Least squares still minimizes SSR, but if the model form is wrong (line for a curved relation), the minimized SSR can still be large. Choose features / terms that reflect the pattern.

Try it out!

  1. Replace Weight Lifted with a log transform with log() or standardize it with scale, refit both models, and compare SSR.
  2. Try cubic by adding I(strength^3). Does adj.\(R^2\) improve meaningfully?

Try it out!


log_fit <- lm(`Shot Put Distance` ~ log(`Weight Lifted`), data = shotput)
std_fit <- lm(scale(`Shot Put Distance`) ~ scale(`Weight Lifted`), 
                                                          data = shotput)

c(
  SSR_log = sum(residuals(log_fit)^2),
  SSR_standardized = sum(residuals(std_fit)^2)
)
         SSR_log SSR_standardized 
       27.600432         5.469267 

Try it out!


cubic_fit <- lm(`Shot Put Distance` ~ `Weight Lifted` + I(`Weight Lifted`^2) 
                    + I(`Weight Lifted`^3), data = shotput)

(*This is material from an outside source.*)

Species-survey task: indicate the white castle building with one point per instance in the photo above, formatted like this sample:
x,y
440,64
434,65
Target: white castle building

summary(cubic_fit)$adj.r.squared
[1] 0.871463
summary(quad_fit)$adj.r.squared
[1] 0.8581642
summary(linear_fit)$adj.r.squared
[1] 0.7896436

Beyond Fit: Training vs. Testing Data

  • A model that fits the training data extremely well may not perform well on new data.
  • Training data: used to estimate the model parameters (fit).
  • Testing data: used to evaluate how well the model generalizes.

Overfitting vs. Underfitting

When least square methods doesn’t work

When the model is nonlinear in the parameters,
there’s no algebraic way to solve for the \(b\)’s.

Example models:

\[ \widehat{y} = b_0 + b_1 e^{b_2 x} \quad \text{or} \quad \widehat{y} = \frac{b_0}{1 + e^{-b_1(x - b_2)}} \]

Here, \(b_2\) appears inside an exponential or denominator.
So we use numerical optimization instead.

Summary

  • Least squares chooses \((b_0,b_1)\) to minimize SSR. That’s what lm() computes.
  • Visualizing candidate lines + SSR builds intuition for the optimization.
  • Good optimization can’t rescue a bad model form. Inspect shapes, consider transforms or polynomial terms.